Henry George Dines (20 October 1891 – 1964) was a British geologist, who was best known for his work on the regional geology of Britain, and the metalliferous mining districts of south-west England. Dines was awarded the Murchison Medal of the Geological Society of London in 1957.

==Early life==
Dines was born in London in October 1891. He went to school at Dartford Grammar School, and then to university at the Royal School of Mines. His university study was disrupted with the start of World War 1, and he signed up for service with the Royal Naval division engineers in Deal, Kent, on 18 September 1914. He was involved the Gallipoli campaign with the Royal Naval division, and was severely injured in both legs. In 1916, he was appointed temporary lieutenant in the Royal Engineers, and served with the Royal Engineers tunnelers in France. After the war, Dines completed his undergraduate studies. He graduated from the Royal School of Mines with first class honours in 1920, and was awarded the De La Beche medal.

==Career==
In late 1920, Dines was appointed as a geologist with the Geological Survey of Great Britain. He remained with the survey for his whole career. Over the course of his work he published numerous papers, reports on mineral resources, fourteen maps and a notable memoir on the metal resources of south-west England which was published in 1956. A reviewer of this memoir noted that it was a comprehensive volume, and Dines was to be congratulated for his great service in completing such a gigantic task.
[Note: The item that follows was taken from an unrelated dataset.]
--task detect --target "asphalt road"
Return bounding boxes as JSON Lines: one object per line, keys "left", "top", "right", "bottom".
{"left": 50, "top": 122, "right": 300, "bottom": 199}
In 1944, Dines was promoted to the post of district geologist for south-west England and the southern Midlands. He retired in 1954. He also served on the council of the geological society from 1950 to 1954.

==Recognition==
In February 1921 Dines was elected as a Fellow of the Geological Society of London. In 1933, he was awarded the Bolitho Gold Medal of the Royal Geological Society of Cornwall for his work on the ore-bodies of Cornish granites, which he published in 1934. He was awarded the Murchison Medal in 1957 in recognition of his work on the economic geology of south-west England.

==Death==
Dines died in Surrey in 1964, aged 72.